Huawei's official X account, after publishing "Tao's Law" today, has seen each post garner over 1 million views, with announcements consistently exceeding 10 million. It's impossible to say that international observers aren't paying close attention.
Huawei is discussing a new semiconductor approach called "Tao's Law." Its core isn't about relentlessly pushing for smaller transistors, but rather shifting the focus to improving the speed of data processing and computation within the entire system.
In other words, while Moore's Law focused on space—making chips smaller and smaller—Huawei now emphasizes time, meaning reducing latency and increasing efficiency through packaging, interconnects, and architectural optimization within the same manufacturing process.
One key technology is Logic Folding. Simply put, it involves changing the circuitry from a single planar surface to a multi-layered stack, shortening the signal path.
Shorter paths result in lower latency and better power consumption.
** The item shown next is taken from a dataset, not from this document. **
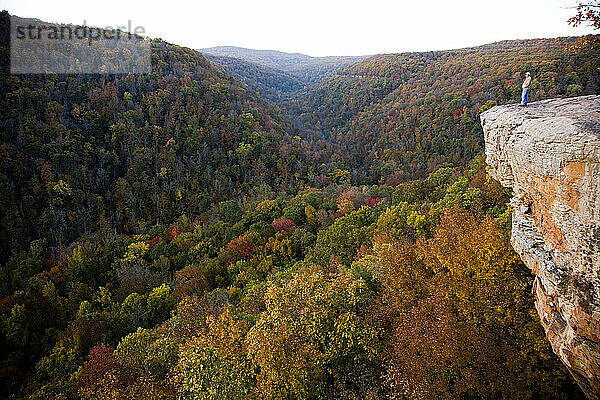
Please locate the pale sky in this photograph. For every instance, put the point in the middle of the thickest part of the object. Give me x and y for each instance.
(319, 27)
The article states that the Kirin 2026 chip, using this technology, shows significant improvements in transistor density, energy efficiency, and frequency within a fixed manufacturing process.
Another key focus is AI data centers. Huawei believes that the bottleneck in the AI era is not just insufficient computing power, but also the slow, power-intensive, and expensive data transfer. The article mentions that in large AI clusters, much energy and cost is spent on data transmission, storage, and interconnection.
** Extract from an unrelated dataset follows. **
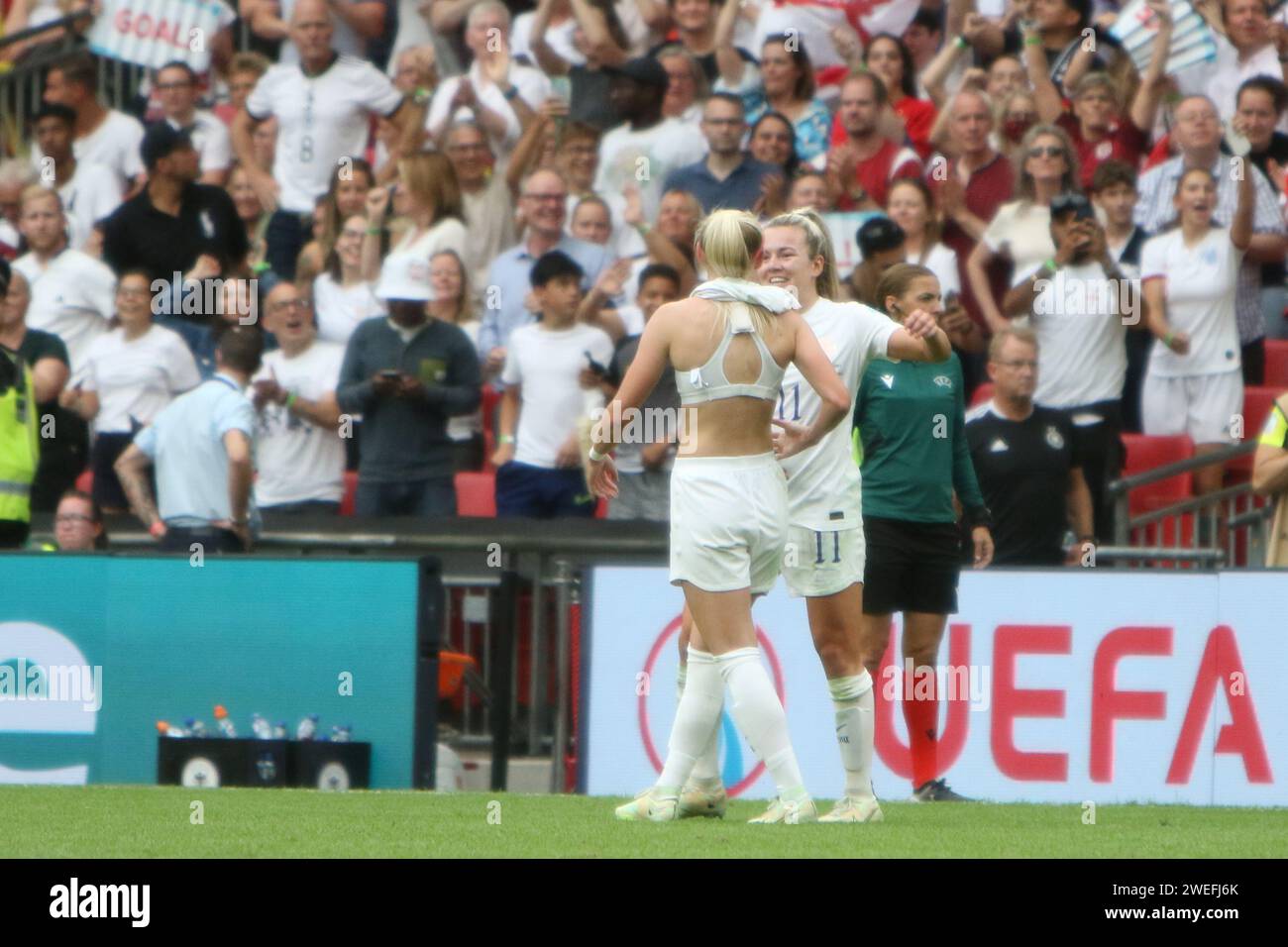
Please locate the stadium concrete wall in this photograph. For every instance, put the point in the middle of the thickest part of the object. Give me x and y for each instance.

Therefore, Huawei has proposed solutions such as a unified bus, Hi-ONE optical interconnect, and 3D folding, aiming to enable a large number of chips to work collaboratively as a unified system.
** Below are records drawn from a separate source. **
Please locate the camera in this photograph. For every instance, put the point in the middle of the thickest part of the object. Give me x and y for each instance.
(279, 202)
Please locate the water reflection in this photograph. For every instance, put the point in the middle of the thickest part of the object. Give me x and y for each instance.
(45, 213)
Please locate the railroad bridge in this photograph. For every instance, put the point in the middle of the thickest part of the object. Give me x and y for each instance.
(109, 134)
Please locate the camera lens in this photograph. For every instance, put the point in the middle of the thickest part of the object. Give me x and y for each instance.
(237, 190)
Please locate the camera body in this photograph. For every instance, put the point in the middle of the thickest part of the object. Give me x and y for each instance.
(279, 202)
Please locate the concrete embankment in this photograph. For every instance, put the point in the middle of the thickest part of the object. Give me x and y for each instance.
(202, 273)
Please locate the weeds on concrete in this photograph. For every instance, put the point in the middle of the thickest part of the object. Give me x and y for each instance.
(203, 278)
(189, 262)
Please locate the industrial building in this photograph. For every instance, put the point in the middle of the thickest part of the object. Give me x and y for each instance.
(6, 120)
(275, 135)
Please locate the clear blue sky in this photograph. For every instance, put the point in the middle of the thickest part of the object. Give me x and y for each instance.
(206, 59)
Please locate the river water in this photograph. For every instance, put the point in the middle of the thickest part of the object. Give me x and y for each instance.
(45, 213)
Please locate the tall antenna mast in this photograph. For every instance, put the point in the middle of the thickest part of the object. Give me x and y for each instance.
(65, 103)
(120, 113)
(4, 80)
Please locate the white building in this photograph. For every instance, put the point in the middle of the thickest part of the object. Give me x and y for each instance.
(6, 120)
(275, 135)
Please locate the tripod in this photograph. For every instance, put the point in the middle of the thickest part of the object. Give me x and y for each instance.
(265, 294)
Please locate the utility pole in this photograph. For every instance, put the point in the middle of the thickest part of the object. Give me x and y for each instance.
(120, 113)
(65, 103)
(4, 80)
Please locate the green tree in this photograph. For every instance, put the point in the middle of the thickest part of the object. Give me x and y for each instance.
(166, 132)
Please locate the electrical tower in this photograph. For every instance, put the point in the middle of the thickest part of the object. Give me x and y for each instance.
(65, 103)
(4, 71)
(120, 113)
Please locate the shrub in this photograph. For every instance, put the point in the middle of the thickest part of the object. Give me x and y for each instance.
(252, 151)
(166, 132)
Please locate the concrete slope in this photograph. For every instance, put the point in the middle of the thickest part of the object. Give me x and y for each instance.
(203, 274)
In layman's terms, since the most advanced lithography is difficult to obtain, the focus shouldn't be solely on 2nm and 3nm processes; alternative approaches should be taken to improve performance. Huawei states that it has mass-produced 381 chips in the past six years and has summarized its experience into a methodology that optimizes not only individual transistors but the entire chain—transistors, circuits, chips, systems, and data centers—together.
Huawei believes that future chip competition may no longer be about who can produce even smaller nanometers like 2nm and 3nm among TSMC, Samsung, and Intel, but rather about who can excel in packaging, interconnection, system architecture, and hardware-software synergy.